Dünyanın en büyük mobilite şirketlerinden Stellantis ile dünyanın önde gelen lityum-kükürt pil üreticilerinden Zeta Energy Corp., elektrikli araçlara yönelik batarya hücresi teknolojisini geliştirmeyi amaçlayan ortak bir anlaşma yaptıklarını açıkladı. Gerçekleştirilen ortaklıkla birlikte günümüz lityum-iyon teknolojisiyle karşılaştırılabilir hacimsel enerji yoğunluğuna ulaşırken, oyunun kurallarını değiştiren gravimetrik enerji yoğunluğuna sahip lityum-kükürtlü elektrikli araç bataryaları geliştirmek hedefleniyor. Bu da, müşteriler için çağdaş lityum iyon bataryalarla aynı kullanılabilir enerjiye sahip, önemli ölçüde daha hafif bir batarya paketi sayesinde daha uzun menzil, daha iyi sürüş özellikleri ve gelişmiş performans anlamına geliyor.
Hızlı şarj süresi yüzde 50 kısaltacak
Teknoloji, hızlı şarj hızını yüzde 50’ye kadar artırma potansiyeline sahip olup bu da elektrikli araç sahip olma ve kullanım özelliklerini kolaylaştırıyor. Bu bataryaların mevcut lityum iyon bataryaların fiyatına kıyasla kWsa başına yarıdan daha düşük bir maliyete sahip olması bekleniyor. Konu hakkında açıklama yapan Stellantis Baş Mühendislik ve Teknoloji Sorumlusu Ned Curic, “Zeta Energy ile işbirliğimiz, temiz, güvenli ve uygun fiyatlı araçlar sunmak üzere çabalarken, elektrikliye geçiş stratejimizi geliştirmeye yardımcı olmanın bir başka adımı. Lityum-kükürt gibi çığır açan batarya teknolojileri, Stellantis’in 2038 yılına kadar karbon nötr olma taahhüdünü desteklerken müşterilerimizin optimum menzil, performans ve uygun fiyattan yararlanmasını sağlayabilir.” dedi. Bu projede Stellantis ile çalışacakları için çok heyecanlı olduklarını ifaden eden Zeta Energy CEO’su Tom Pilette ise “Zeta Energy’nin lityum-kükürt batarya teknolojisinin Stellantis’in inovasyon, küresel üretim ve dağıtım alanındaki rakipsiz uzmanlığıyla bir araya gelmesi, elektrikli araçların performansını ve maliyet profilini önemli ölçüde iyileştirirken, bataryanın ve elektrikli araçların tedarik zinciri dayanıklılığını artırabilir.” diye konuştu.

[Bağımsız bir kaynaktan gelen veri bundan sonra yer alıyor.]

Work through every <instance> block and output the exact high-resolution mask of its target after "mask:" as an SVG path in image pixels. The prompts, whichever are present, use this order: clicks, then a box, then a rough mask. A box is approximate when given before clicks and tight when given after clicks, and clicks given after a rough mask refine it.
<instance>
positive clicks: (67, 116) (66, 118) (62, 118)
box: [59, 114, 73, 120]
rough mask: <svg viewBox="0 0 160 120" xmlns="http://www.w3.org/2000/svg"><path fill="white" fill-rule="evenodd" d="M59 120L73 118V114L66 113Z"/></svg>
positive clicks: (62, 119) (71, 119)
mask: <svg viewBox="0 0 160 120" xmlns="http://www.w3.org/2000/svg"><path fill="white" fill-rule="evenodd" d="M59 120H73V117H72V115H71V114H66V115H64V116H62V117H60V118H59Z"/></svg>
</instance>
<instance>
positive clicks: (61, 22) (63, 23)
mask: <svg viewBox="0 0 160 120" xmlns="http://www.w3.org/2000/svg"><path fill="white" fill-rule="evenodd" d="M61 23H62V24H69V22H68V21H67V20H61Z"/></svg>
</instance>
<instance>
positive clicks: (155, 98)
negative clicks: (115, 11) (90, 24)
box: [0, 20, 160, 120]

İşbirliği gelecekteki üretim planlamasını da kapsıyor
Atık malzemeler ve metan kullanılarak üretilecek bataryalar, mevcut batarya teknolojilerinden çok daha düşük karbon emisyonuna sahip olacak. Zeta Energy batarya teknolojisinin mevcut gigafabrika teknolojisi bünyesinde üretilebilir olması amaçlanıyor. Avrupa veya Kuzey Amerika’da kısa ve tamamen yerel bir tedarik zincirinden yararlanılacak. İşbirliği hem üretim öncesi geliştirme hem de gelecekteki üretim planlamasını kapsıyor. Projenin tamamlanmasıyla bataryaların 2030 yılına kadar Stellantis elektrikli araçlarına enerji sağlaması hedefleniyor. Lityum-kükürt batarya teknolojisi, geleneksel lityum iyon bataryalara kıyasla daha düşük maliyetle daha yüksek performans sunuyor. Yaygın olarak bulunan ve maliyeti daha uygun olan kükürt, hem üretim giderlerini hem de tedarik zinciri riskini azaltıyor. Zeta Energy’nin lityum-kükürt bataryaları atık malzemeler, metan ve farklı endüstrilerin yan ürünleri olan rafine edilmemiş kükürtten yararlanıyor ve kobalt, grafit, manganez veya nikel gerektirmiyor. Yüksek performanslı ve uygun fiyatlı elektrikli araçlar geliştirmek, Stellantis’in 75’in üzerinde batarya elektrikli araç modeli sunmayı içeren Dare Forward 2030 stratejik planının önemli bir ayağı. Stellantis, çift kimyalı bir yaklaşım izliyor ve yenilikçi batarya hücresi ve paket teknolojilerini araştırıyor.